In an off-camera conversation with the cameraman, Iman, the 9-year-old survivor, told of hiding under a bed for hours after the shootings. She said Marines finally found her and initially took her for dead when they pulled her out.

The Marines later flew her and her brother Abdul-Rahman to a nearby hospital for treatment of their minor wounds. They were later moved to a Baghdad hospital.

According to U.S. lawmakers briefed by Pentagon officials, the deaths followed the killing of a U.S. Marine by a roadside bomb aimed at a military convoy the morning of Nov. 19. Angry Marines stormed nearby homes, killing occupants as well as the passengers of a taxi that arrived at the scene, the lawmakers said.

In addition to the Haditha case, U.S. authorities are investigating seven Marines and a Navy medic for possible murder, kidnapping and conspiracy charges in the April 26 shooting death of an Iraqi man in Hamandiya.

On Thursday, Iraq said it was launching its own probe into the Haditha killings, with Prime Minister Nouri al-Maliki sharply criticizing the conduct of U.S. troops in Iraq.

Al-Maliki's comments were unusually harsh, suggesting he might be using the incident to bolster his image as a national unity leader at a time of rising sectarian tensions.

Al-Maliki is a Shiite, while the Haditha victims were Sunni Arabs, the minority that is the backbone of the insurgency against Iraq's U.S.-backed Shiite-dominated government.

An adviser to al-Maliki, Adnan al-Kazimi, denied Saturday that the announcement was a public relations exercise, saying an Iraqi investigation into the killings was popular among all Iraqis.

Al-Maliki will announce the makeup and mandate of the investigating committee in the next few days, al-Kazimi told The Associated Press. It will be made up of officials from the ministries of defense, interior and human rights and will report directly to al-Maliki, he said.

The findings of U.S. investigations into the killings are to be made available to the Iraqi government, with only the parts pertaining to security of U.S. forces withheld, he said.

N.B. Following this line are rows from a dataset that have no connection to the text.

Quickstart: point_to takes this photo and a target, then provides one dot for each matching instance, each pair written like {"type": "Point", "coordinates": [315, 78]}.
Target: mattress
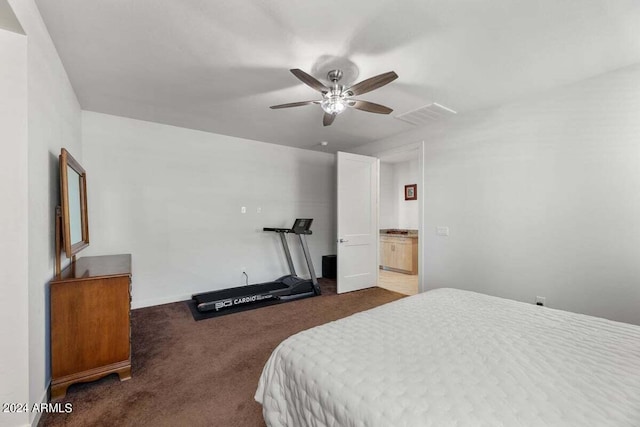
{"type": "Point", "coordinates": [456, 358]}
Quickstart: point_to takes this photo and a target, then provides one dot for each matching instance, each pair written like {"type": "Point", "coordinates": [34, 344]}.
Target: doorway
{"type": "Point", "coordinates": [400, 212]}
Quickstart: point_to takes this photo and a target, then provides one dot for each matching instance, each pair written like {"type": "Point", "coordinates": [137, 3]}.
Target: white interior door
{"type": "Point", "coordinates": [357, 222]}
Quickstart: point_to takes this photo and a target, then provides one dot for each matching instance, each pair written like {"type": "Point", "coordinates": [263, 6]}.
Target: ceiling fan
{"type": "Point", "coordinates": [337, 98]}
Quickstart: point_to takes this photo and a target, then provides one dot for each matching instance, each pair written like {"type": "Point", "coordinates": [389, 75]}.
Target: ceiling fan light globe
{"type": "Point", "coordinates": [333, 104]}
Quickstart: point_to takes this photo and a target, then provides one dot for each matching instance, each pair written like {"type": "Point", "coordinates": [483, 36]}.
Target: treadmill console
{"type": "Point", "coordinates": [302, 226]}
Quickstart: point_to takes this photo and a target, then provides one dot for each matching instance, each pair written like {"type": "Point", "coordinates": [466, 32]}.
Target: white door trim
{"type": "Point", "coordinates": [419, 148]}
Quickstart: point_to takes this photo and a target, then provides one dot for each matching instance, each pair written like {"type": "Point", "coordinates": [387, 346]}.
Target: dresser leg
{"type": "Point", "coordinates": [124, 373]}
{"type": "Point", "coordinates": [59, 391]}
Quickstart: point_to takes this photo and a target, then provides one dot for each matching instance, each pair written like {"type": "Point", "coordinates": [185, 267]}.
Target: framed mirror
{"type": "Point", "coordinates": [73, 192]}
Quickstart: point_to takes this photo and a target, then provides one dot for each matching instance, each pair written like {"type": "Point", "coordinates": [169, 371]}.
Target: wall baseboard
{"type": "Point", "coordinates": [159, 301]}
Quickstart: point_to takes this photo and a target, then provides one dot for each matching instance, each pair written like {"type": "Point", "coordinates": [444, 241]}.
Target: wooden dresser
{"type": "Point", "coordinates": [399, 253]}
{"type": "Point", "coordinates": [90, 321]}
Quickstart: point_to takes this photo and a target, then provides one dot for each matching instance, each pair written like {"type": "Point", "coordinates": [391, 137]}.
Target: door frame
{"type": "Point", "coordinates": [418, 147]}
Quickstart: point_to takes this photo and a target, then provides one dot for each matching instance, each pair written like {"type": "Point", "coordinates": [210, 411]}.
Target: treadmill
{"type": "Point", "coordinates": [285, 288]}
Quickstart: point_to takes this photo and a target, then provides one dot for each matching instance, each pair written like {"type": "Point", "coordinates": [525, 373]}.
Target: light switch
{"type": "Point", "coordinates": [442, 231]}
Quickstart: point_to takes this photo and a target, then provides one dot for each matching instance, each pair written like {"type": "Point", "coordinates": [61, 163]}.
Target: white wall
{"type": "Point", "coordinates": [542, 197]}
{"type": "Point", "coordinates": [14, 267]}
{"type": "Point", "coordinates": [53, 122]}
{"type": "Point", "coordinates": [388, 197]}
{"type": "Point", "coordinates": [172, 198]}
{"type": "Point", "coordinates": [395, 211]}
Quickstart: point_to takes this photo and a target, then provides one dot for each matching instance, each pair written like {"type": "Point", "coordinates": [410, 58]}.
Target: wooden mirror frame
{"type": "Point", "coordinates": [71, 248]}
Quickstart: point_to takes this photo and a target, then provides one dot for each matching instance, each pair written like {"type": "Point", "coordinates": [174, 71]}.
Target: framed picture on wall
{"type": "Point", "coordinates": [411, 192]}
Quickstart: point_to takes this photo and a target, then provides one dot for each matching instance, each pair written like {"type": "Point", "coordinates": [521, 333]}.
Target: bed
{"type": "Point", "coordinates": [456, 358]}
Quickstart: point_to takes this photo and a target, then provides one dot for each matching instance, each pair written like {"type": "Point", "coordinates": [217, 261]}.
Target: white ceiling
{"type": "Point", "coordinates": [218, 65]}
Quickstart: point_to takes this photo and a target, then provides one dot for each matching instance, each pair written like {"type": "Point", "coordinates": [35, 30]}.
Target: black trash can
{"type": "Point", "coordinates": [329, 269]}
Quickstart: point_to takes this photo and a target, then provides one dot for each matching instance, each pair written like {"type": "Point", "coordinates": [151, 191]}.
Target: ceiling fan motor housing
{"type": "Point", "coordinates": [334, 75]}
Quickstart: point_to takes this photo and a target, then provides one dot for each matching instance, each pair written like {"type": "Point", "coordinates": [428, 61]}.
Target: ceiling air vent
{"type": "Point", "coordinates": [426, 114]}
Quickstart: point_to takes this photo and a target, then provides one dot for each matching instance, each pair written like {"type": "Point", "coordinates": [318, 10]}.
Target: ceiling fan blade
{"type": "Point", "coordinates": [373, 83]}
{"type": "Point", "coordinates": [310, 81]}
{"type": "Point", "coordinates": [328, 119]}
{"type": "Point", "coordinates": [294, 104]}
{"type": "Point", "coordinates": [370, 107]}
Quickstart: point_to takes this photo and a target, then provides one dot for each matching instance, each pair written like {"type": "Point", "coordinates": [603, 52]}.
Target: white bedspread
{"type": "Point", "coordinates": [455, 358]}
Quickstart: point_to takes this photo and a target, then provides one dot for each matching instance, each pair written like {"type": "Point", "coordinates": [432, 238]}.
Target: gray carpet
{"type": "Point", "coordinates": [202, 373]}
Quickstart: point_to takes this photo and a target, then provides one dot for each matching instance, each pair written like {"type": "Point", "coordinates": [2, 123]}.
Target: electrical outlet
{"type": "Point", "coordinates": [442, 230]}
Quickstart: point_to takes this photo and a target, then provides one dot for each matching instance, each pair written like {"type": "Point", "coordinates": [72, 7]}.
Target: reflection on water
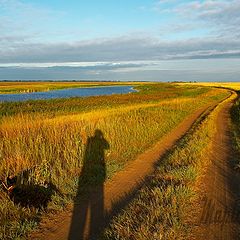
{"type": "Point", "coordinates": [66, 93]}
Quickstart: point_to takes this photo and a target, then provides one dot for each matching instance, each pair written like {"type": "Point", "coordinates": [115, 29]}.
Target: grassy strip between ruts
{"type": "Point", "coordinates": [54, 153]}
{"type": "Point", "coordinates": [235, 115]}
{"type": "Point", "coordinates": [159, 209]}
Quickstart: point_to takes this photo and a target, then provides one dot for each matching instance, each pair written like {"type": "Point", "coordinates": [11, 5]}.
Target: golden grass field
{"type": "Point", "coordinates": [48, 138]}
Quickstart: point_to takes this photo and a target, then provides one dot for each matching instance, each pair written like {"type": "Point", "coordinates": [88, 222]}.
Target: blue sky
{"type": "Point", "coordinates": [165, 40]}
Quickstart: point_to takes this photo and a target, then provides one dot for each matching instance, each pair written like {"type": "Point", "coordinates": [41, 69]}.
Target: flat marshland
{"type": "Point", "coordinates": [43, 143]}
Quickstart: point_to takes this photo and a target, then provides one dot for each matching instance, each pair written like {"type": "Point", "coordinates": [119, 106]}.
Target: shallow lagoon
{"type": "Point", "coordinates": [67, 93]}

Even with the findings of the U.S. investigations yet to be released, the Haditha incident has the potential to further undermine popular support for the Iraq war in the United States and tarnish the reputation of the Marines Corps.

The shootings also have underlined the immense pressure on U.S. troops in Iraq operate. They are often isolated from Iraqis by language and culture, are away from their families for months at a time, and are fighting a phantom enemy with little sympathy or help from civilians.

Many Iraqis, on their part, see the Americans and other foreign troops as occupiers who are after the country's oil wealth and accuse them of having little regard for their lives.

Caldwell, the general who is spokesman for the U.S.-led multinational forces in Iraq, said Saturday that allegations that troops are using undue force are a blow to the credibility of the coalition.

"The behavior of our forces is a key component in the overall success of our mission," he told Arab journalists. "The credibility of our coalition forces is too valuable a commodity to squander needlessly. Every incident and allegation, no matter how small, strikes a blow against that credibility."